Introduction

Colon cancer is one of the most common malignancies in the world. It is the third leading cause of diagnosed cancer in males and the second in females. In the Netherlands, 10,646 new patients were diagnosed in 2014 [1, 2]. Surgery still remains the cornerstone of treatment; a surgical resection is the only curative treatment modality for localized colon cancer. The goal of resection is complete removal of the colonic tumor, the major vascular pedicles and the lymphatic drainage basin of the affected colonic segment.

In the Netherlands, colon cancer surgery is performed in 87 hospitals. All hospitals provide general surgical care, both elective and urgent, for patients in their catchment area. Three different ‘hospital teaching types’ are distinguished. Academic hospitals (n = 8) are all associated with Dutch universities and thus are responsible for education and surgical training. Also, these hospitals function as tertiary referral centers for a selected group of patients with colon cancer. These hospitals provide high-complex and lower volume care. Second, teaching hospitals (n = 48) are associated with one specific academic hospital in their region. These hospitals also facilitate training of surgical residents and usually are high volume hospitals, thereby increasing possibilities for residents to gain sufficient surgical experience. And third, nonteaching or general hospitals (n = 31) do not facilitate surgical training. The general hospitals are usually lower volume hospitals considered to provide accessible care with the possibility to refer to teaching or academic hospitals when necessary [3, 4]. These different ‘hospital teaching types’ differ in organization of the perioperative processes, personal concerned with the ward and short or long lines of communication, all factors that are described to influence outcomes in colon cancer surgery.

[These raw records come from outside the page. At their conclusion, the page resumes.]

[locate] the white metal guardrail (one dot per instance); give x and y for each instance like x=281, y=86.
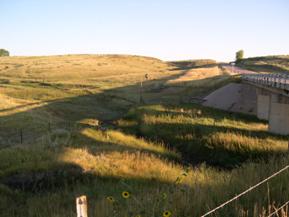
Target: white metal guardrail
x=280, y=81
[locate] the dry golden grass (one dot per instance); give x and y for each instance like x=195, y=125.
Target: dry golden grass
x=63, y=103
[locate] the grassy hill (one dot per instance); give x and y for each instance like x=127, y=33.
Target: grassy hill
x=275, y=64
x=98, y=125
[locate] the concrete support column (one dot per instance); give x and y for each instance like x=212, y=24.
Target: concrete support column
x=263, y=105
x=279, y=115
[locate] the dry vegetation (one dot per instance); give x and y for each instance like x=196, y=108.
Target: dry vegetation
x=86, y=131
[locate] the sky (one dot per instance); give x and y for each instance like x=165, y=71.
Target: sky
x=166, y=29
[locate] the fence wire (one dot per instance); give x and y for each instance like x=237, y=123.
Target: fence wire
x=245, y=192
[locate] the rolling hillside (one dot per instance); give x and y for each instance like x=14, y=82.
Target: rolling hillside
x=275, y=64
x=104, y=125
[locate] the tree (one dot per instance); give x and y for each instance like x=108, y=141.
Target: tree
x=239, y=55
x=4, y=53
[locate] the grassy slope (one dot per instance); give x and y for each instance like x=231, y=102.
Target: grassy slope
x=279, y=64
x=58, y=101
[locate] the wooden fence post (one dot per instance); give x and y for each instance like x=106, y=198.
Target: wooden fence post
x=21, y=136
x=81, y=206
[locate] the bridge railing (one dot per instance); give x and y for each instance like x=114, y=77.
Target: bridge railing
x=280, y=81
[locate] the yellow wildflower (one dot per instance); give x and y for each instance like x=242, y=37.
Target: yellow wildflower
x=125, y=194
x=167, y=213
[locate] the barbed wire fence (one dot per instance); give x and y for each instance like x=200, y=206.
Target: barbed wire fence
x=247, y=191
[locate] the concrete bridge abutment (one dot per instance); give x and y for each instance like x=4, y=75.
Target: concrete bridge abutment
x=274, y=108
x=279, y=114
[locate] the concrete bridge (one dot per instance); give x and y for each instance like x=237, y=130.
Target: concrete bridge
x=272, y=91
x=263, y=95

In 2009, members of the Association of Surgeons of the Netherlands (ASN) initiated the Dutch Surgical Colorectal Audit (DSCA). In 2017, this audit changed into the multidisciplinary Dutch ColoRectal Audit (DCRA). The DCRA is a nationwide audit and is used to monitor, evaluate and improve quality of primary colorectal cancer care. It provides periodic feedback with a nationwide benchmark to all hospitals in the Netherlands on a set of quality measures and indicators. Already in the first years after initiation of the DCRA, a decrease in variation between hospitals and overall improvement in results on several process and outcome indicators was observed [5,6,7].

Until recently, hospital volume was frequently considered a surrogate for quality of care and more specifically a proxy for the experience of the team with the surgical procedure and perioperative care [5, 6]. From this perspective, the ASN in 2011 introduced a minimum annual hospital volume of 50 colorectal resections, regardless of the distribution between colon and rectal surgeries [5, 7, 8]. In addition, indicators derived from the DCRA became obligatory and are nowadays used by the Dutch Health Care Inspectorate, patient organizations and insurance companies for annual monitoring and transparency. Combining minimum hospital volume standards with the implementation of this audit has gradually become accepted as an effective way to secure quality of colon cancer care [7]. However, there still remains debate about the relation between other structural hospital factors, such as ‘hospital teaching status,’ and patient outcomes after colon cancer surgery [7, 9,10,11,12].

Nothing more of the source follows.